The Centre of Contemporary Art offered many art activities to Cantabrians: art project spaces, childrens’ education centre, venue for events, and has acted as a dealer gallery. The earthquake came at the moment COCA had just instigated the beginning of a new plan for the gallery. The intention up until the 22 Feb was to return to the ‘original objectives’ of the founding members and focus on its core business, which is the facilitation of contemporary art. The Board of Trustees was beginning to action their plan for re-focusing the gallery on its core activity of exhibiting contemporary art by appointing a dedicated Curator supported by a Business Manager.

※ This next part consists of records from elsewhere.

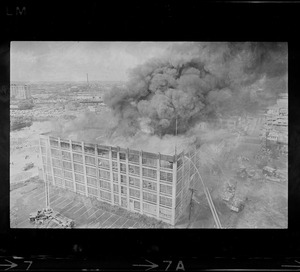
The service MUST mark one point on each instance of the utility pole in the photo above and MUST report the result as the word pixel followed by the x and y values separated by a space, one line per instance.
pixel 191 203
pixel 208 197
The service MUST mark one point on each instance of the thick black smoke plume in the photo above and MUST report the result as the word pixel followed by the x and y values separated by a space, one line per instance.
pixel 196 82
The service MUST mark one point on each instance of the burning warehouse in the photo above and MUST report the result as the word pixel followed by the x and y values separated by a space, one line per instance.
pixel 164 101
pixel 153 184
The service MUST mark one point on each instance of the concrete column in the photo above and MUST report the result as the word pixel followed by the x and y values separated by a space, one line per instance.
pixel 51 165
pixel 72 162
pixel 127 178
pixel 44 171
pixel 111 176
pixel 119 174
pixel 97 172
pixel 63 177
pixel 174 183
pixel 84 169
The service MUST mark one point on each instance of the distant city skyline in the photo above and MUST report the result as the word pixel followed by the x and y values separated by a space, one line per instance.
pixel 71 61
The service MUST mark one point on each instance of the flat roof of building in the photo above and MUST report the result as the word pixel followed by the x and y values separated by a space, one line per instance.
pixel 140 144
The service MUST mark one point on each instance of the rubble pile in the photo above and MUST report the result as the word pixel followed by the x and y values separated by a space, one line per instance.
pixel 233 202
pixel 37 113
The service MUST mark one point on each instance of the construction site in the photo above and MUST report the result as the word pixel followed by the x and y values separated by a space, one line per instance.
pixel 185 143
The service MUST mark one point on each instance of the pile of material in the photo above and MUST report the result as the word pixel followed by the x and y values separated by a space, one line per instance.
pixel 46 215
pixel 233 202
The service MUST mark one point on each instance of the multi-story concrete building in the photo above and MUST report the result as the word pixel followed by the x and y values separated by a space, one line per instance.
pixel 152 184
pixel 20 91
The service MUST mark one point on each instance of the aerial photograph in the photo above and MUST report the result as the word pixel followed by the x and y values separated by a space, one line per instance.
pixel 149 135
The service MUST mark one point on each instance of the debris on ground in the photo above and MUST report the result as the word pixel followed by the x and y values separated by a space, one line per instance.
pixel 233 202
pixel 46 215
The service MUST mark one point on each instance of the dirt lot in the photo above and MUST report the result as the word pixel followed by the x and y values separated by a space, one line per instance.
pixel 24 148
pixel 29 196
pixel 266 205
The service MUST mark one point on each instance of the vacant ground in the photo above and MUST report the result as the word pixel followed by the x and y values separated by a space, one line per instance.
pixel 28 197
pixel 266 204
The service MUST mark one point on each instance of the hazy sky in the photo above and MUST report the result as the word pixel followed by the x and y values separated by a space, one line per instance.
pixel 71 61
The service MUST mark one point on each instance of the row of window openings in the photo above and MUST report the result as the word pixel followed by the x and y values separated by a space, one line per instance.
pixel 105 153
pixel 132 181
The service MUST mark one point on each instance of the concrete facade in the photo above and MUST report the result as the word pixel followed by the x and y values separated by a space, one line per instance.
pixel 152 184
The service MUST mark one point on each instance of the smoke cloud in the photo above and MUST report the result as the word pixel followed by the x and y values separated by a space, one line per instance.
pixel 196 82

The aim of the new plan was—and remains— to present the highest calibre of stimulating and relevant exhibitions that resources permit. (The dealer aspect of the gallery compromised this and was to be deleted in favor of a broader more encompassing exhibition programme.) The aim was—and remains— to be the most innovative, responsive and publicly engaged contemporary art gallery in New Zealand.
The quake of 22 Feb has dramatically shifted the city centre and shifted economic priorities. The plan is not feasible at this time, and it is clearly obvious that it may not be for several years.

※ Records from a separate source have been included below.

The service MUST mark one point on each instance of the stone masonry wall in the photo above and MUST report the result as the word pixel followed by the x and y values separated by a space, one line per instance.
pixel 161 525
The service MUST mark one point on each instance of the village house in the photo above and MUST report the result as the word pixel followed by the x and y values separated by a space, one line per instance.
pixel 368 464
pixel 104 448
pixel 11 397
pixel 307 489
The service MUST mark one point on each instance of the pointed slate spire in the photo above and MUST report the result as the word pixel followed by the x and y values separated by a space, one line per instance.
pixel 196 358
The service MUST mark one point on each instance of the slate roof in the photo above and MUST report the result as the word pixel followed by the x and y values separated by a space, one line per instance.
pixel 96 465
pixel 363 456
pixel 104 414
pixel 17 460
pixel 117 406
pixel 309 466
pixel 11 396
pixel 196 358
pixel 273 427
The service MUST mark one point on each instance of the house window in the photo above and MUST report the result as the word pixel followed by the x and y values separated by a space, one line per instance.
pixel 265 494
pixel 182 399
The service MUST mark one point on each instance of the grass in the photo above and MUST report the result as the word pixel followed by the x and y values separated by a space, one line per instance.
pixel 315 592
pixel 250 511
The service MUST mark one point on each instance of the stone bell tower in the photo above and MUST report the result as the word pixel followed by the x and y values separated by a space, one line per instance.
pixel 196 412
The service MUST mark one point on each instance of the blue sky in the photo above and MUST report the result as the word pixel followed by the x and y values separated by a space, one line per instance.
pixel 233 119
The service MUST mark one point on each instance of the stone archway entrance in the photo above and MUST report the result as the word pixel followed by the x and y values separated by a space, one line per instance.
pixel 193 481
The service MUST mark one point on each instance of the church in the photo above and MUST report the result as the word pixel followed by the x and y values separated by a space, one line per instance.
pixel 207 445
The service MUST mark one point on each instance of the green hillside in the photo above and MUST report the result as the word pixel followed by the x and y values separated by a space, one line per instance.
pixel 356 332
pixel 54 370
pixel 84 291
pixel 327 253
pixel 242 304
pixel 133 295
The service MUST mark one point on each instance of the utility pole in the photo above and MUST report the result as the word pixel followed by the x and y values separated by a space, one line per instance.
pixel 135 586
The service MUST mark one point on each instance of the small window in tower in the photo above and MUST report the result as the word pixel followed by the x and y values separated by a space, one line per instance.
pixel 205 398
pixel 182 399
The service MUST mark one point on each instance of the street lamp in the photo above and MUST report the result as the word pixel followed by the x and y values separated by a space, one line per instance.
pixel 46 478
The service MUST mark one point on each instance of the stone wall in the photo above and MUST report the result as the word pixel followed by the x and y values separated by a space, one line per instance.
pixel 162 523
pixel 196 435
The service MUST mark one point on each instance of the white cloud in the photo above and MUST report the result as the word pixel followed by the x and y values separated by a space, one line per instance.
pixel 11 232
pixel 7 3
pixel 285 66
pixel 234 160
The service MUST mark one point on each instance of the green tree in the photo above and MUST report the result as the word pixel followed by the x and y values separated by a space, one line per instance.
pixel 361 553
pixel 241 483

While the gallery enjoys the security of being the freehold owner of a purpose-built gallery, there was already a dramatic lull in art sales due to the national and global economic recession. This would be exacerbated by the Christchurch earthquake. “To continue to operate as before is not an economically viable solution. Reliance on sales is just not an option when audience access is in doubt and to “rally on as usual” would inevitably result in crippling debt and asset loss,” COCA’s Board of Trustees add.
It would be difficult to seek sponsorship and support for the arts post the quake when the Christchurch City Council and businesses are rightly occupied with re-establishing the city’s basic infrastructure. To protect the Centre of Contemporary Art’s assets at this extraordinary, unprecedented time the Board sees no alternative but to close the gallery, and rent the space for a period of approximately two years. During this time the gallery’s permanent collection is kindly being housed by Wigram Airforce Museum.
There is no doubt of the artistic support in the community, but the business community is not going to be able to give the level of support that it would have before 22 Feb. The trustees are committed to re-opening the gallery. The plan is to establish a strong financial position and to re-open with the revised vision when possible.
“We appreciate Te Papa National Services Te Paerangi, Christchurch Art Gallery and Akaroa Museums’ help with moving our precious artworks out. If Christchurch is to both retain and attract people it must offer an intellectual environment that is stimulating, provocative, beautiful, and fun; and it must have venues and institutions where artists can present their work. The Centre of Contemporary Art has a significant part to play in Christchurch’s re-build,” COCA’s Board of Trustees conclude.